Nachrichtenarchiv 05.07.2006 00:00 Weltreligionsgipfel: Aufruf zu bescheidener Lebensführung

Die Teilnehmer des Gipfels der Weltreligionen in Moskau haben zum Abschluss eine sozial gerechtere Verteilung des globalen Reichtums gefordert. Die gegenwärtige Massenarmut führe sowohl für die reichen, als auch für die armen Nationen zu einer Vielzahl von Problemen. In ihrer Erklärung rufen die Religionsvertreter alle Nationen zu einer bescheideneren und gerechteren Lebensführung auf.

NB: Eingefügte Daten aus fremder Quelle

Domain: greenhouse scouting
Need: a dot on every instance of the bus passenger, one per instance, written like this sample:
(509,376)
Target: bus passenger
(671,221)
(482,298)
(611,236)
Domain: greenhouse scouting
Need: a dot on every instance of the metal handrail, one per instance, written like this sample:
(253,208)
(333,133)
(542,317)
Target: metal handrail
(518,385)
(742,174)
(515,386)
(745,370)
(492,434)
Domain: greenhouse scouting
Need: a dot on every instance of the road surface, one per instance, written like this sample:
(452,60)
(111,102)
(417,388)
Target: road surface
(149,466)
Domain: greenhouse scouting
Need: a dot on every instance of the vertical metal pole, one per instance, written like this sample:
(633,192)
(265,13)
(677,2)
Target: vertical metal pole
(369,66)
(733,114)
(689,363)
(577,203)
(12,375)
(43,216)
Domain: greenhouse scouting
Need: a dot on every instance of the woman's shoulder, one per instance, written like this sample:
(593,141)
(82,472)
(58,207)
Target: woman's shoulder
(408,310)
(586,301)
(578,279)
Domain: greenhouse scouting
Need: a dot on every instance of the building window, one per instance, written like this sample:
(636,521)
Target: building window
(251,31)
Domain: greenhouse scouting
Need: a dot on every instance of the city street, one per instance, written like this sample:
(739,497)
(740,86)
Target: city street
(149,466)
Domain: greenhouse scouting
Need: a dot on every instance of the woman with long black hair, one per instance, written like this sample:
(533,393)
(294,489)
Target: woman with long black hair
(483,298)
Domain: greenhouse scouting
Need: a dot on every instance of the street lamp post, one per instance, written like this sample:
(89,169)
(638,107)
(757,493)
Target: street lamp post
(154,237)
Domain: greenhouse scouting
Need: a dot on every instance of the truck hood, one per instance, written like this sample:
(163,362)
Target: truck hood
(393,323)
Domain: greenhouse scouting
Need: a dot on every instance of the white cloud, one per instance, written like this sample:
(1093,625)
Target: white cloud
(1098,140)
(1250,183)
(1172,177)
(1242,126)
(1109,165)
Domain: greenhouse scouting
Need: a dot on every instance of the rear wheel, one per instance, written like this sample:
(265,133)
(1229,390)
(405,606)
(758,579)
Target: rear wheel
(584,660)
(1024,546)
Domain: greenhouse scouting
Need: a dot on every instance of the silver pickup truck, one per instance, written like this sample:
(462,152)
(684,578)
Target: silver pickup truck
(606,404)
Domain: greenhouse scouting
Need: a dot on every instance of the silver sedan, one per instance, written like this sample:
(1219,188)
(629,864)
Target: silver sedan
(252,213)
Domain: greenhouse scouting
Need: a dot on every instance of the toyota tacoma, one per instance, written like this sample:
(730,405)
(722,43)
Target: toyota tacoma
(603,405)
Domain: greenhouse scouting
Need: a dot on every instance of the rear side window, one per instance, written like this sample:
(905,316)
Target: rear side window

Eine Hauptherausforderung sei, den Missbrauch der Religion für Extremismus und Gewalt zu bekämpfen. Die Erklärung ist an die Mitte Juli in Sankt Petersburg tagenden Staats- und Regierungschefs der sieben führenden Industrienationen und Russlands gerichtet. - Papst Benedikt XVI. schrieb in einem Grußwort an die in Moskau tagende Konferenz, das Treffen mache den Wunsch deutlich, den Dialog der Zivilisationen und die Suche nach einer friedlichen und gerechten Weltordnung zu unterstützen.